In Kathmandu, I don’t have a clue how to cross the street. There is never a break in the mass of cars, trucks, buses, bicycles, motorcycles and rickshaws. There aren’t any traffic signals and no stop signs. I figure the safest thing to do is to stand very close to someone who appears to live there and cross when he or she does.
There are many temples, Hindu and Buddhist. We see holy men and beggars. Funerals are taking place by the Bagmati River evidenced by the large burning pyres. The smell of smoke and incense fills the air.
We are flying to Pokhara, the jumping-off point for a trek in the Annapurna Circuit. The weather is not good. In fact, it looks like pea soup. We are in a small plane, two single rows of passengers divided by a narrow aisle. I know we are surrounded by 26,000 foot mountains but I can’t see them. Neither can the pilot. I am sweating. I am terrified. We had been told that the flight from Kathmandu was to take half an hour. It was definitely taking longer than that. And then suddenly the plane slips out of the clouds. I see the city. But wait. It looks just like Kathmandu. Did they have the same architect? It is Kathmandu. Unable to land in Pokhara because of the weather, we had returned. We stay in the small domestic Kathmandu airport for hours waiting for the weather to clear. Finally, we are able to fly to Pokhara and then the next day, on to Jomsom. We tour the tiny town of Jomsom, remote and desolate. We visit a small hotel whose claim to fame is that Jimi Hendrix once stayed there and “his” room is decked out with various Hendrix memorabilia. We begin three days of trekking at just under 10,000 feet in elevation. Our wonderful guide, Mani Rai, assures us it never rains on the Jomsom side because it is in the rain shadow of the mighty Himalaya. It then rains for the next three days.
The only means of travel in this area is by foot or horse. As a result, we see people transporting unbelievable things on their backs: a washing machine; a cageful of chickens; a two by twelve board that is twenty feet long requiring the bearer of it to walk along the path sideways! We stay in a place that is so cold, the only source of heat is a small stove located underneath the table in the dining room. The bedrooms are unheated. We spend a great deal of time at this table trying to keep warm with the help of home-made peach schnapps that tastes terrible.

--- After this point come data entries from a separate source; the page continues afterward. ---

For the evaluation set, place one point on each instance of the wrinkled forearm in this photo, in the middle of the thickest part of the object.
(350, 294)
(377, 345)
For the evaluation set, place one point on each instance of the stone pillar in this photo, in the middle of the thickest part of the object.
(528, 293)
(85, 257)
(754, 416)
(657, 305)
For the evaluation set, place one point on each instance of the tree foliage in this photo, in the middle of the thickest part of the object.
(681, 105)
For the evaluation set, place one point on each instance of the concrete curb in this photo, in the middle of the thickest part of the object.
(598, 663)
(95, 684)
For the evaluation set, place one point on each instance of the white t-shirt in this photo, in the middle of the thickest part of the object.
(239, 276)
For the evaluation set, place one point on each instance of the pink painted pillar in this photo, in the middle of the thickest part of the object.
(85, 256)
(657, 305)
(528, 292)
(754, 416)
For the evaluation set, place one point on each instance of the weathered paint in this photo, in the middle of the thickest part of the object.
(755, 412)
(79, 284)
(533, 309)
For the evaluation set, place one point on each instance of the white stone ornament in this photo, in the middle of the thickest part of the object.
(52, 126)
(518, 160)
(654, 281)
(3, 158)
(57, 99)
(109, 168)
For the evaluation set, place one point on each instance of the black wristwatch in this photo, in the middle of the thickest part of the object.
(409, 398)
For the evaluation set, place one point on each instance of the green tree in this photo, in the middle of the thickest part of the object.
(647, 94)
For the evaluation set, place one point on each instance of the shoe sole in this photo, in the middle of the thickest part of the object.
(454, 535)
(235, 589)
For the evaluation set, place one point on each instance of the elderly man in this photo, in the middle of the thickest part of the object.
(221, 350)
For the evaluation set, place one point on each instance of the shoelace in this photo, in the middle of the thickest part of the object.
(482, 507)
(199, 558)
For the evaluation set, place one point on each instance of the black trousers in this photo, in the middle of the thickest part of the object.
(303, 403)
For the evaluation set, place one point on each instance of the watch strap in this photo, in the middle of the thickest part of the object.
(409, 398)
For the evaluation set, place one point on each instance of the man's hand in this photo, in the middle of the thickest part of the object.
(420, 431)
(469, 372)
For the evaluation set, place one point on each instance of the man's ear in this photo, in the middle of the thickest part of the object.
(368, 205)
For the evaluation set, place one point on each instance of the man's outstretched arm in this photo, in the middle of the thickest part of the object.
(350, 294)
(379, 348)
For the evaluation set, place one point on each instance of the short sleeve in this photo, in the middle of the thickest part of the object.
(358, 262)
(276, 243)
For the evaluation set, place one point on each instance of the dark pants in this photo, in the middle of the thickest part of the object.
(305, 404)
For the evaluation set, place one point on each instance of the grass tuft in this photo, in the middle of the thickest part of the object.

We then move to the Ghandruk side of the Annapurna Circuit and trek the 23,000 steps to the small hamlet of Ghandruk, at the foot of Machhapuchchhre, the “fishtail” mountain. Who counted the number of steps is unknown (I certainly did not but can attest that there were many). We traverse hanging bridges that sway in the wind as we cross. The porters run across them carrying their heavy loads while wearing just flip flops. They seem other-worldly, never appearing to tire.
Our journey ends at the Rum Doodle Bar in the Thamel district of Kathmandu, a gathering place for trekkers, where we toast our good fortune in having experienced the beauty and culture of Nepal.